In order to investigate whether IDC-L predicted homogeneous prognosis when stratified by different clinical parameters, we conducted a subgroup analysis to compare the BCSS among IDC-L, IDC and ILC in each subgroup. Forest plots of HRs in the univariate Cox analysis summarized the exploratory subgroup analysis of the BCSS and are shown in Fig. 2. Compared with IDC, IDC-L no longer had lower HRs for BCSS in some subgroups. IDC-L had higher HRs for BCSS than IDC in the grade 1 (HR = 1.52, 95% CI: 1.28–1.82, P < 0.001) and grade 2 (HR = 1.11, 95% CI: 1.04–1.19, P = 0.002) subgroups. IDC-L was also found to be a risk factor for a low BCSS rate compared with IDC in both the ER-positive (HR = 1.06, 95% CI: 1.01–1.11, P = 0.02) and ER-negative (HR = 1.32, 95% CI: 1.19–1.47, P < 0.001) subgroups. In addition, consistent with the analysis of the entire study population, the HRs of IDC-L versus those of ILC for BCSS were not significant in most subgroups. However, IDC-L was found to predict a better BCSS than ILC in patients older than 50 years of age (HR = 0.86, 95% CI: 0.79–0.93, P < 0.001) and in those with grade 1 (HR = 0.55, 95% CI: 0.45–0.67, P < 0.001) and grade 2 tumors (HR = 0.88, 95% CI: 0.80–0.96, P = 0.005), while this effect was reversed in patients younger than 50 years of age (HR = 1.25, 95% CI: 1.09–1.41, P < 0.001) and in those with tumor sizes between 2–5 cm (HR = 1.17, 95% CI: 1.06–1.29, P = 0.002). These data suggested that some clinicopathological markers, such as tumor grade and ER status, were important confounders in determining the prognosis of IDC-L patients.

Figure 2.

Figure 2

Forest plots of hazard ratios (HRs) of IDC-L versus IDC for BCSS (a) and of IDC-L versus ILC for BCSS (b) according to the subgroup analysis. The X-axis shows the HRs and 95% confidence intervals (CIs) of each subgroup. The size of the boxes represents the relative number of patients in each subgroup. Abbreviations: HRs: hazard ratios; BCSS: breast cancer-specific survival; OS: overall survival; IDC-L: invasive ductal carcinoma with lobular features; IDC: invasive ductal carcinoma; ILC: invasive lobular carcinoma; ER: estrogen receptor; PR: progesterone receptor.

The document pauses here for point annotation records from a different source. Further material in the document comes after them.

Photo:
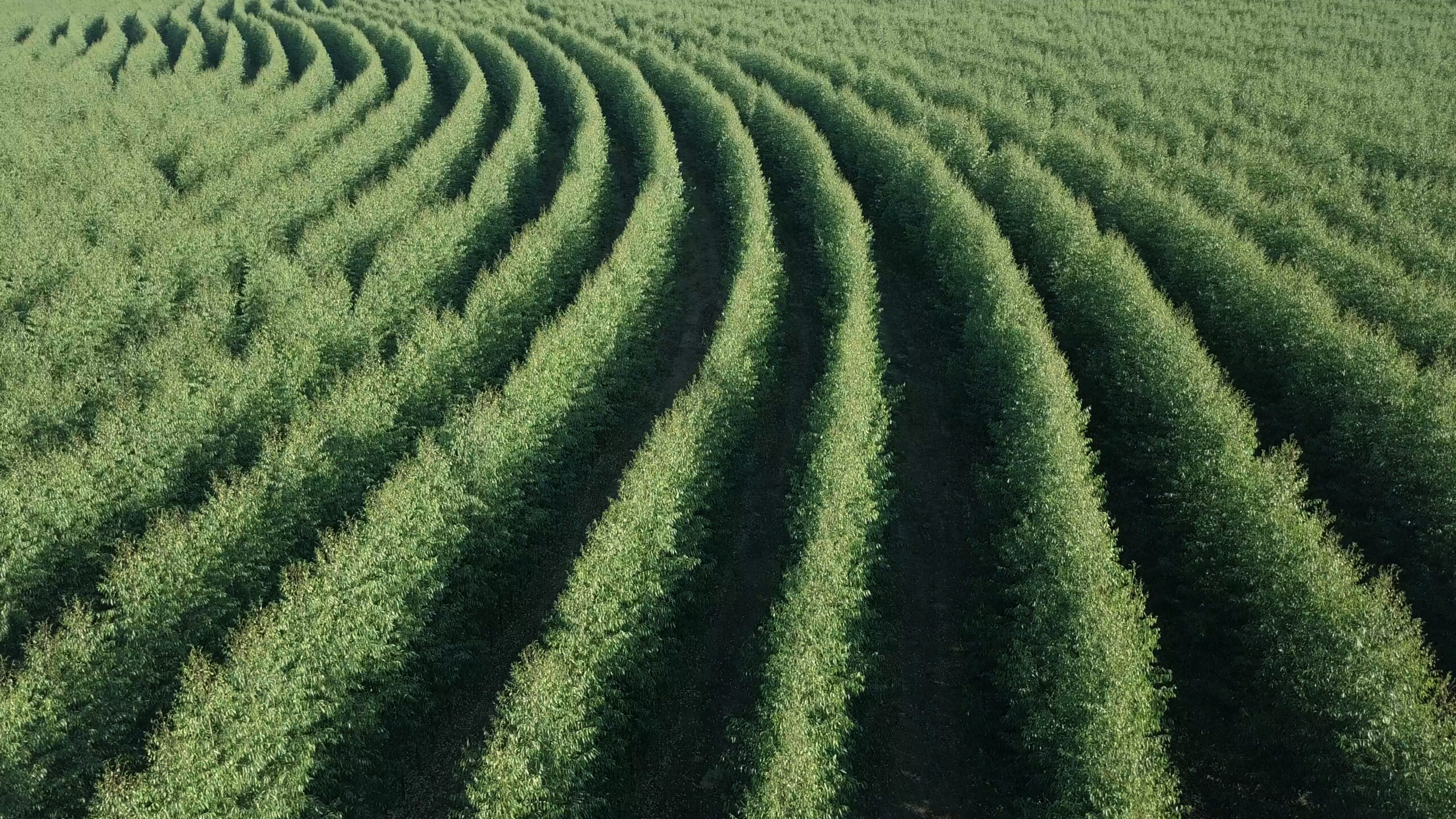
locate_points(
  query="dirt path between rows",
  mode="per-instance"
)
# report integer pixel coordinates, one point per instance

Survival analysis in the ER-positive and ER-negative subgroups

Although Kaplan-Meier plots and the univariate Cox analysis indicated that IDC-L was associated with a better BCSS in entire cohort, a subgroup analysis suggested that the BCSS was not the same in some specific subgroups. As ER is an important therapeutic target in clinical practice, we conducted an additional survival analysis of the ER-positive and ER-negative subgroups.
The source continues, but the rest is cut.